Mail news from TreasuryDirect
Here’s important news for full-timers who buy savings instruments directly from the U.S. Treasury Department via TreasuryDirect. If you change your permanent address (including a change to a new mail forwarding service that will be your official and permanent “home” address), note that the post office cannot forward TreasuryDirect mail, even if you file the change of address with the post office. You must change the address on your TreasuryDirect account by calling (800) 722-2678 or by making the appropriate change online at www.treasurydirect.gov/sec/sectdes.htm.
Your professional mail forwarder can, of course, re-package and mail envelopes sent by TreasuryDirect, but you have to take the steps above to make sure the mail gets to your forwarding service. If you change addresses often through the U.S. Postal Service, your TreasuryDirect mail can be forwarded by them, but you must specify on your post office change-of-address form that the change is temporary.
Help for the bamboozled
If you believe that you have been defrauded under statutes regulated by the Federal Trade Commission, get help by calling (877) 382-4357 or by visiting www.ftc.gov. Most states also have consumer fraud lines, some with toll-free numbers.

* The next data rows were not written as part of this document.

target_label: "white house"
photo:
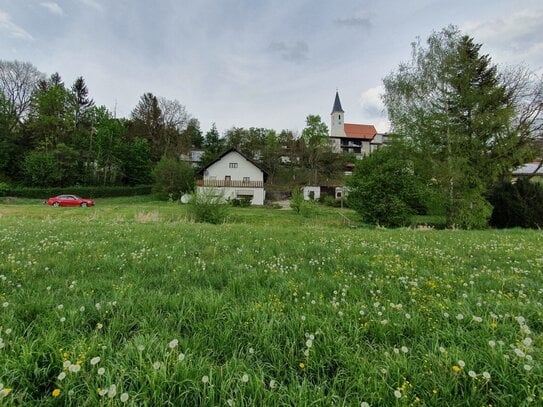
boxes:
[196,148,267,205]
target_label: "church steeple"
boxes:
[330,90,345,137]
[332,90,345,114]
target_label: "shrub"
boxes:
[0,182,9,196]
[347,145,430,227]
[153,157,194,200]
[489,179,543,228]
[188,191,228,224]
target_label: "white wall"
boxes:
[204,151,264,181]
[196,187,266,205]
[330,112,345,137]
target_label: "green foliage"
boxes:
[384,26,529,228]
[120,137,153,186]
[489,178,543,229]
[153,157,195,201]
[0,182,10,196]
[347,143,425,227]
[23,150,62,186]
[188,190,228,225]
[448,189,492,229]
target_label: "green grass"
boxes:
[0,198,543,406]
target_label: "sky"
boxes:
[0,0,543,133]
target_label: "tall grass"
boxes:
[0,200,543,406]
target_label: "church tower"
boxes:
[330,91,345,137]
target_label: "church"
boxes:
[330,91,387,158]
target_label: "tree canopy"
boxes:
[383,26,532,227]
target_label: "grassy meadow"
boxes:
[0,198,543,406]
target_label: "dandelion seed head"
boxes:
[68,363,81,373]
[522,337,533,346]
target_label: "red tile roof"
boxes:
[343,123,377,140]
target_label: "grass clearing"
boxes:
[0,199,543,406]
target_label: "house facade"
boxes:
[330,92,387,158]
[196,148,267,205]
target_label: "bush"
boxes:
[230,196,252,208]
[489,179,543,228]
[0,182,9,196]
[153,157,195,201]
[5,185,151,199]
[347,145,424,227]
[188,191,228,225]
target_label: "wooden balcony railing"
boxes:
[196,179,264,188]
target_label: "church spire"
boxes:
[332,90,345,113]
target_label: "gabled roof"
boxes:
[332,91,345,113]
[199,147,268,177]
[343,123,377,140]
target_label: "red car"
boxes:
[47,195,94,207]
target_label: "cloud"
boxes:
[268,41,309,62]
[40,1,64,16]
[0,10,34,41]
[461,9,543,69]
[334,17,373,30]
[358,85,390,132]
[79,0,104,12]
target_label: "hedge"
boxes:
[0,185,152,199]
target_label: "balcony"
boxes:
[196,179,264,188]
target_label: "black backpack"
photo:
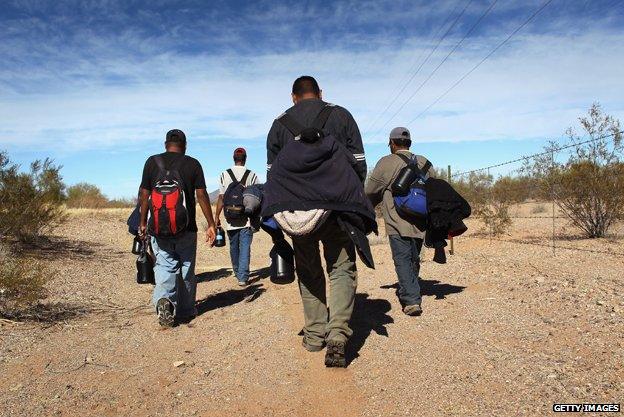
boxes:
[149,156,189,238]
[277,103,335,142]
[223,169,251,222]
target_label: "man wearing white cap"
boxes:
[366,127,432,316]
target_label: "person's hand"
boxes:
[206,225,217,246]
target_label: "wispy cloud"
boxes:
[0,0,624,150]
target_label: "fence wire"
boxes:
[447,130,624,258]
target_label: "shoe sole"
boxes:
[156,298,174,327]
[301,342,325,352]
[325,342,347,368]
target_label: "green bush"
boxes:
[452,172,522,235]
[0,247,47,317]
[525,103,624,238]
[0,152,65,242]
[66,182,108,209]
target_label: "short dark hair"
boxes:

Contact your local chamber of commerce or Better Business Bureau for more information.
Books for travelers
Epicenter Press continues its series on the Iditarod with Lew Freedman’s book, One Second To Glory: The Alaska Adventure of Iditarod Champion Dick Mackey. This paperback ($16.95) is essential armchair reading for any motorhomer who has traveled in Alaska or hopes to do so. The book can be purchased in bookstores and from online booksellers.

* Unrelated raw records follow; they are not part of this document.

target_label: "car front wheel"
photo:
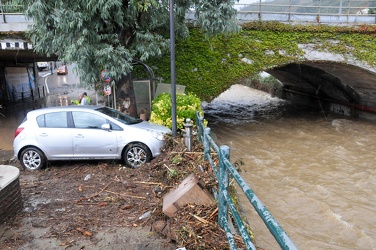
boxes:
[20,147,47,170]
[123,143,151,168]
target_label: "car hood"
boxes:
[132,121,171,134]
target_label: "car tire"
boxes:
[20,147,47,170]
[123,143,151,168]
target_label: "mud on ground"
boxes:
[0,138,247,249]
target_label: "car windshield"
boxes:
[96,107,142,125]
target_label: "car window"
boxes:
[37,112,68,128]
[96,107,142,125]
[72,111,107,129]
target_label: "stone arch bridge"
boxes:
[266,51,376,121]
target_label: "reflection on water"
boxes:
[208,84,376,249]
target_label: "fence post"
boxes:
[196,111,204,143]
[203,128,210,161]
[218,145,230,228]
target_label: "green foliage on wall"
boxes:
[148,22,376,101]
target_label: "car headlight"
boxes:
[150,131,164,141]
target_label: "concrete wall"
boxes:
[0,165,22,224]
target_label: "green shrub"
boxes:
[150,93,202,130]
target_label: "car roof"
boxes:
[28,105,106,115]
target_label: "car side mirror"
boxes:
[101,123,111,131]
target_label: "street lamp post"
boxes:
[170,0,176,137]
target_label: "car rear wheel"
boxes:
[123,143,151,168]
[20,147,47,170]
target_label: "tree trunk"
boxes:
[115,74,138,118]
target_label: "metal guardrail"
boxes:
[196,112,298,250]
[235,0,376,24]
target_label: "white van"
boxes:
[37,62,48,71]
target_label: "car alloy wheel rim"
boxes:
[22,150,41,169]
[127,147,146,167]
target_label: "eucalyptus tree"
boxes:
[19,0,239,113]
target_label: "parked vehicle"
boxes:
[56,65,68,75]
[13,105,171,170]
[37,62,49,71]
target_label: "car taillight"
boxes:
[14,128,23,138]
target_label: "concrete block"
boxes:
[162,173,214,217]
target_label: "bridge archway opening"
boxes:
[266,61,376,121]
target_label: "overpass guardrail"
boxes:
[196,112,298,250]
[0,0,376,31]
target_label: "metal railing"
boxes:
[235,0,376,24]
[196,112,298,250]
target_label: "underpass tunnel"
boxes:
[266,61,376,120]
[267,63,360,104]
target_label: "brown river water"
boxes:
[205,85,376,249]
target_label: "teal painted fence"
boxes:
[196,112,298,250]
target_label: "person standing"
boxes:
[81,92,91,105]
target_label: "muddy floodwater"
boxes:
[205,85,376,249]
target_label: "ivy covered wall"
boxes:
[147,22,376,101]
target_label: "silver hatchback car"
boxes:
[13,106,171,170]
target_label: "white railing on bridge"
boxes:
[0,0,376,32]
[235,0,376,24]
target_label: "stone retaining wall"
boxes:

A new edition of The Rough Guide To Florida (Rough Guides, $19.95) is filled with information about places to go and ways to get to such remote sites as Fort Jefferson on Garden Key or how to maneuver the narrow streets of St. Augustine. It’s a plus that the book is so compact, but a minus that it’s printed in such small type that some readers may find it hard to read. Rough Guides are found in bookstores, through online booksellers, and at www.roughguides.com.
Support Your RV Lifestyle, the new book by Jaimie Hall mentioned above, is full of practical advice. Jaimie has done a masterful job of researching all the private and government areas in which full-timers can find jobs. She explains how to evaluate your job skills, prepare a resume, search the Internet to find job opportunities, and deal with legal and tax matters. If you must work as you go, this book is a guide you’ll refer to constantly. It is priced at $19.95, plus $3 for regular shipping or $4 for the priority rate. Texas residents should add 6.25 percent sales tax. Order from Pine Country Publishing, 127 Rainbow Drive, Suite 2780, Livingston, TX 77351.